The Pivot Technology Resources company is an outgrowth of its founder’s long experience in trucking from the IT side of things, says that founder, Cory Hunt. His experience dates back to the mid-1990s, when he installed then Qualcomm satellite equipment for TMC in Des Moines, Iowa, “troubleshooting, installing, uninstalling,” he says. It all “got me interested in the mobile communication systems” themselves, after which he hopped around that portion of the industry, working for a variety of mobile-communications providers before, in 2008, establishing Pivot.
“I know how the on-board units work,” he says, from “wiring, loading and unloading software” and more. When a couple companies who were oversold equipment by a provider he’d been working for asked him just where to go with the extra stock, the idea for Pivot was born. “This is happening all over the country,” Hunt says. There’s “equipment coming out of trucks but that still has a useful life – good working equipment. Trucking companies have so many other problems to deal with than how to sell these other mobile communications systems.” Figuring out how to facilitate others’ investment in the used equipment was the mission from the beginning.

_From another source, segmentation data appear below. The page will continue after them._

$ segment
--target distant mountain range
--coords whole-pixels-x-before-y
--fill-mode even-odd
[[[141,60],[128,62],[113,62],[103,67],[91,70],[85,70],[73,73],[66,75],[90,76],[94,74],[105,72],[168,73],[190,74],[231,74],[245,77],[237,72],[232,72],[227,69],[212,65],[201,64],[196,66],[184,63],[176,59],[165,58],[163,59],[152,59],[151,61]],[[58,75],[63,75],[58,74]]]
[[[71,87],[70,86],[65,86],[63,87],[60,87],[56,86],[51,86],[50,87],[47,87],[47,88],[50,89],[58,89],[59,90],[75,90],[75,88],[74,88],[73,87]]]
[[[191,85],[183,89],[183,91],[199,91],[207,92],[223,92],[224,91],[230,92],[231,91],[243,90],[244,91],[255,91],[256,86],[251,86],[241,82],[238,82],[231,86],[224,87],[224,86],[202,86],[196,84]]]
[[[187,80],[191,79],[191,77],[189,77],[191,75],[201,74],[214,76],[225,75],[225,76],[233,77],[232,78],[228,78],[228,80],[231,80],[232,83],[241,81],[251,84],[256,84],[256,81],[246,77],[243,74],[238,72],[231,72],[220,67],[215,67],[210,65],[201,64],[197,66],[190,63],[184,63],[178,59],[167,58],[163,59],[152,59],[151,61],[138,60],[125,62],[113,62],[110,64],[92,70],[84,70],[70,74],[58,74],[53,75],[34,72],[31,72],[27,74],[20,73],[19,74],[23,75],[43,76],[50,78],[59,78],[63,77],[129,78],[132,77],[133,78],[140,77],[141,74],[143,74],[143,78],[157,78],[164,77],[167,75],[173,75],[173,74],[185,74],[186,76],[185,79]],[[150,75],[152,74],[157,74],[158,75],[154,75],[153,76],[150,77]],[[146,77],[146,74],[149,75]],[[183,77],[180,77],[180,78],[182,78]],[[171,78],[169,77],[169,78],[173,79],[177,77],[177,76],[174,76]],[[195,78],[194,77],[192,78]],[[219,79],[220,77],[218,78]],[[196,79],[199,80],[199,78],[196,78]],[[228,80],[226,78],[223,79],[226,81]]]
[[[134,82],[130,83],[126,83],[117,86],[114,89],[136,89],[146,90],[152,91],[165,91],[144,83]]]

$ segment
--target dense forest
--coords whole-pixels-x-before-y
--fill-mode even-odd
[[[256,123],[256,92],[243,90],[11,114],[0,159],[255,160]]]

“What happens now is we can offer high-quality equipment for about half the price and still have a warranty, still perform maintenance on them,” Hunt says. Purchasing fleets and owner-operators “partner with us as an ongoing resource — the core value is being able to supply them with good equipment and being an outlet for the equipment they don’t need or want – or if they’re just going out of business.”

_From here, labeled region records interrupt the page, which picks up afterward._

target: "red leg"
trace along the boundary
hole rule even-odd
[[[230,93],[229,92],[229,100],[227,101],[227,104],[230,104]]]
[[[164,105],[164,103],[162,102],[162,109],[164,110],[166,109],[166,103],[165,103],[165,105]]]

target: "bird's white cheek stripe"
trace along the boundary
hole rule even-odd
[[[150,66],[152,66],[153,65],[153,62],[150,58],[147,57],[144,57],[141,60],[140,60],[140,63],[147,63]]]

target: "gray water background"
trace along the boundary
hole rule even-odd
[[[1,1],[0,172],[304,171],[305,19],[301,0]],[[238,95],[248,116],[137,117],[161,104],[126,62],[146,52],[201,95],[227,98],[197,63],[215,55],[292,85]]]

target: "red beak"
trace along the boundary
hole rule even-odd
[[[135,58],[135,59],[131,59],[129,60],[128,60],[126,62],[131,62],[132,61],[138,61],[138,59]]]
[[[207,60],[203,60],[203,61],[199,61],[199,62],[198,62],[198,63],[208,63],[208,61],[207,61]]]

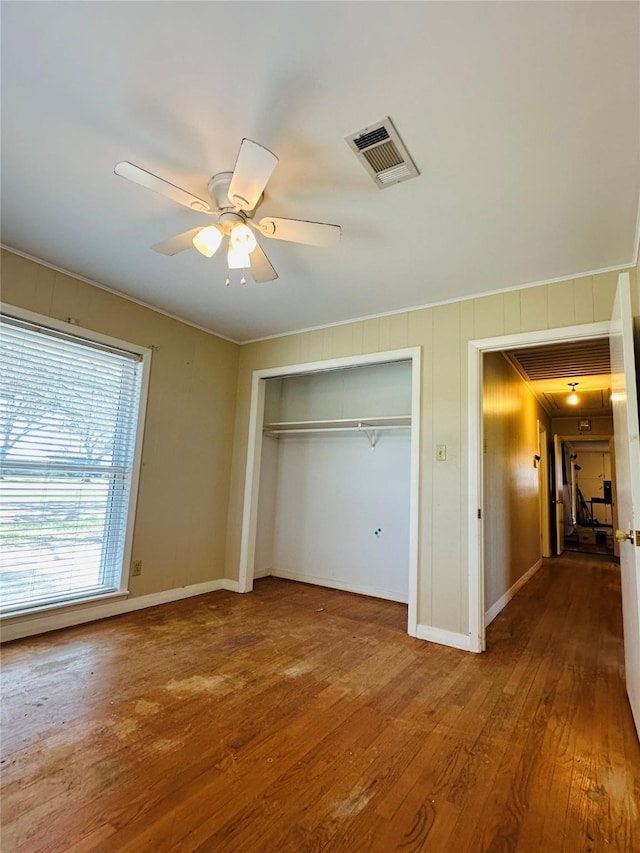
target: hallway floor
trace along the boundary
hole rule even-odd
[[[617,564],[567,554],[473,655],[265,578],[15,641],[2,850],[640,850]]]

Today, Hunt says, the company has relationships with some all-owner-operator fleets who’ve moved to electronic logs to provide a lower-cost option for buying the units. Hardware manufactured by Omnitracs and PeopleNet for such purposes is among the resale equipment they offer, he adds.
In addition to being an authorized reseller of used units, Pivot is also a distributor for some new systems, including those made by the company Hunt calls its go-to for many smaller operations, Rand McNally. Visit the company website to see the variety of units they work with. There’s more to come in that area, too, he adds.
Warranties and other repairs to any piece of equipment bearing the Pivot Technology Resources marking are facilitated by the company directly, whether through over-the-air troubleshooting or broader service. “Our processes have been refined over the years. We have it down to a science,” Hunt says. “I feel like our repair process is a little better than some of the service providers.” Rather than bear the cost of shipping the unit out for repair under warranty, he adds, “if you have a bad component, you call us — if it’s in our system as one of ours, we can send another component out overnight with an airbill on us to cover the shipping cost.”
As for the likelihood of used units satisfying the ELD mandate’s compliance specs once the mandate is in place, Hunt notes software updates from the service provider are most likely to cover that concern on any Pivot-sold equipment, of a piece with what most providers have been saying about their existing hardware. Automatic On-Board Recording Device (AOBRD)-spec units — more or less all engine-connected electronic logs in use today — put in service prior to the mandate have an additional two years, besides, beyond FMCSA’s December 18, 2017, compliance date before the ELD spec must be utilized.